Ifeoma Malo is a Nigerian lawyer working in international development. Her work focuses on clean energy technologies, and energy access and climate change mitigation and adaptation across Africa.

==Education==
She obtained a bachelor's degree in law from the University of Ibadan in 2000 and holds multiple master's degrees: Law from Harvard University, Dispute Resolution, an MBA and a Masters in Information Technology, all from the University of Massachusetts Boston.

She also has a graduate certificate diploma in public policy from the University of Massachusetts Boston.

==Career==
Malo began her career as counsel at Ashoka, office of West Africa and from there worked as a deputy head intellectual property at the firm of George Ikoli and Okagbue and later as a senior manager at the Negotiation and Conflict Management Group.

In the United States, Malo worked as an associate at the Boston Public Health Commission (BPHC) working under the policy department and contributing to initiatives that led to the states universal health coverage.
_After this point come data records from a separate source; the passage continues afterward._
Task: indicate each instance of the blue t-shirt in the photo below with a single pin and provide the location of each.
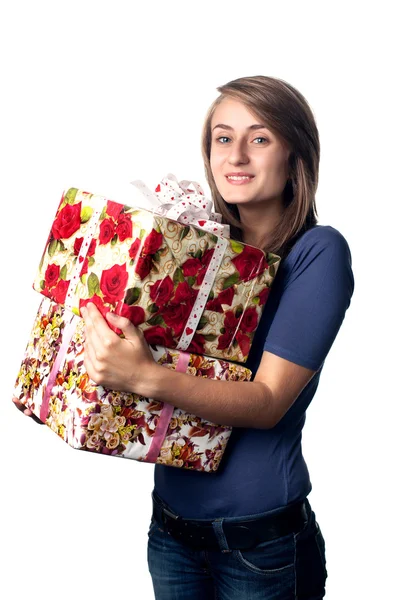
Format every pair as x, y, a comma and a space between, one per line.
264, 469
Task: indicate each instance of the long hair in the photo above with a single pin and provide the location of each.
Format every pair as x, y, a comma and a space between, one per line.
286, 112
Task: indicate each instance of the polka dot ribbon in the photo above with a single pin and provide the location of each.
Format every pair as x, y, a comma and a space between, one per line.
183, 201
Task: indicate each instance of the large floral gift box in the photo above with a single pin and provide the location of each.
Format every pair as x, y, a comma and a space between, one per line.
53, 383
184, 286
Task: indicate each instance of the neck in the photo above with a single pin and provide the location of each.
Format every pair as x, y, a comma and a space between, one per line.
258, 222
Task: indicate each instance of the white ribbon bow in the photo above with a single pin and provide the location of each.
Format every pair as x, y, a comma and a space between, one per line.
183, 201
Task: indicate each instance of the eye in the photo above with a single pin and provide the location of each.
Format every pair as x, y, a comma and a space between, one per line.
223, 139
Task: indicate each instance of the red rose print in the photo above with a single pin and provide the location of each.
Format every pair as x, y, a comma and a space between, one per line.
143, 266
52, 275
158, 336
85, 267
60, 291
134, 249
114, 209
152, 242
107, 230
224, 340
135, 314
124, 227
92, 248
161, 291
67, 222
224, 297
244, 342
205, 261
197, 267
191, 267
78, 245
113, 283
184, 293
263, 295
249, 320
249, 263
197, 344
98, 302
176, 315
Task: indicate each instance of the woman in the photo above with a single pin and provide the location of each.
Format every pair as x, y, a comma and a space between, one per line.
248, 530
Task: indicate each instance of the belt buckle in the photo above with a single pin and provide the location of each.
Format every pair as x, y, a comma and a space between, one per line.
168, 513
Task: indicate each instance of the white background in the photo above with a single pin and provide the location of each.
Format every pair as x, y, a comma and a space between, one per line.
95, 94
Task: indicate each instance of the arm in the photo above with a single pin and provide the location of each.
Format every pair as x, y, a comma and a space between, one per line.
316, 294
127, 364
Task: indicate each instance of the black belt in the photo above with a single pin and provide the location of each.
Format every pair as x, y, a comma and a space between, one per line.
240, 535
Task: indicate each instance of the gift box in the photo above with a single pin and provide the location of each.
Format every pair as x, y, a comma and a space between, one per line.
54, 384
174, 273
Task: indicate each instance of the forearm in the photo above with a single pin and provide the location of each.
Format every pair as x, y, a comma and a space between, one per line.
235, 403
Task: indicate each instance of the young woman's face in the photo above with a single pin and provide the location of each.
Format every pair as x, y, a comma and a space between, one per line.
249, 162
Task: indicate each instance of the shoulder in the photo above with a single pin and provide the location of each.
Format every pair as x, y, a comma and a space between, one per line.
321, 243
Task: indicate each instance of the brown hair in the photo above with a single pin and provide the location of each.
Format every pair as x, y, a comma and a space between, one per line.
286, 112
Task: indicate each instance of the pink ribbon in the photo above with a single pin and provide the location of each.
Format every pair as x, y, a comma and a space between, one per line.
165, 415
69, 330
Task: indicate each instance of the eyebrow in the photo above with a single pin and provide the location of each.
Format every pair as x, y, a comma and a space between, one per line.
250, 128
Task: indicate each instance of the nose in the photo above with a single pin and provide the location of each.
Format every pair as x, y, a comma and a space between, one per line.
238, 154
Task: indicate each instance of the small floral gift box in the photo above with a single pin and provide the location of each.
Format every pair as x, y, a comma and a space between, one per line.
53, 383
170, 270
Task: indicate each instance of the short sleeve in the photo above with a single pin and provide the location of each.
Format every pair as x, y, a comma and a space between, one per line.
317, 291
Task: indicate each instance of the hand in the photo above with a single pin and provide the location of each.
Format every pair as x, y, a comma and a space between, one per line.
112, 361
27, 411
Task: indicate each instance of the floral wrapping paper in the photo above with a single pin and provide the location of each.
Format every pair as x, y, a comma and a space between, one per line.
152, 270
90, 417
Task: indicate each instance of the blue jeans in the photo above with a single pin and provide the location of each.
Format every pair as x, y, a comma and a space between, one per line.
288, 568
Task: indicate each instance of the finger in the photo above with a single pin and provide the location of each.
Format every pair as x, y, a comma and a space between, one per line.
98, 333
128, 329
88, 362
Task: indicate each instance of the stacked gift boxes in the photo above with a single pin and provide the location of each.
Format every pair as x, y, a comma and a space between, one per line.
53, 383
190, 291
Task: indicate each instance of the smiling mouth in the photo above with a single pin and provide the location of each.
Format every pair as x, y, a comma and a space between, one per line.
237, 179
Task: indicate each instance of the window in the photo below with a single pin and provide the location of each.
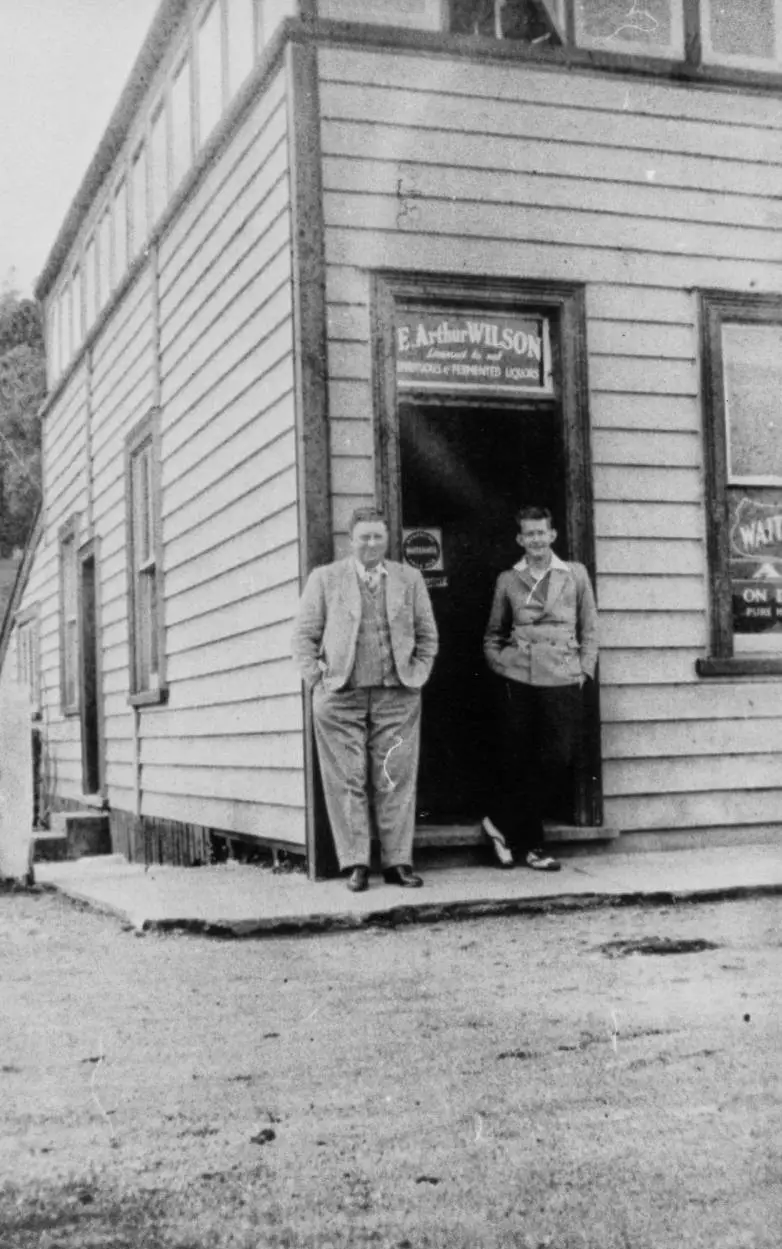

She was an adjunct professor at the University of Massachusetts Boston in the College of Management. She also served as a consultant at the Global Biotechnology firm called Genzyme Corporation.

In 2015, she served as the chief of staff and senior technical adviser on energy policies, regulations and partnerships to Osita Nebo, the former Nigerian Minister of Power. She was the former Country Director of Power for All (2016–2020). She is currently the Co-Founder and Chief Executive Officer of Clean Tech Hub and Energy Innovation Center, Abuja. She also played a senior advisory role with the Chairman of the Nigerian Electricity Regulatory Commission.

She serves as an Independent Director of Norrenberger Financial Group, a Nigerian investment and financial services holding company. She also seats on the global board of Green Peace International in Netherlands and the board of Access to Energy Institute in Germany. She was a former board member of Budgit - Nigerian civic organisation that applies technology for citizen engagement with institutional improvement to facilitate societal change.

==Award and honors==
In the year 2013, she was nominated among six Nigerians for Desmond Tutu Fellowship Programme. Malo won the Eisenhower Fellowship award in 2015. She is a Desmond Tutu fellow, African Leadership fellow, and Crans Montana New Leaders fellow. In addition, she is a fellow of the African Leadership Forum as well as a Global Leadership Academy fellow.

In 2020, Malo was selected by an international team of judges in the African Power and Energy Elite industry award as the Power Industry Leader of the year.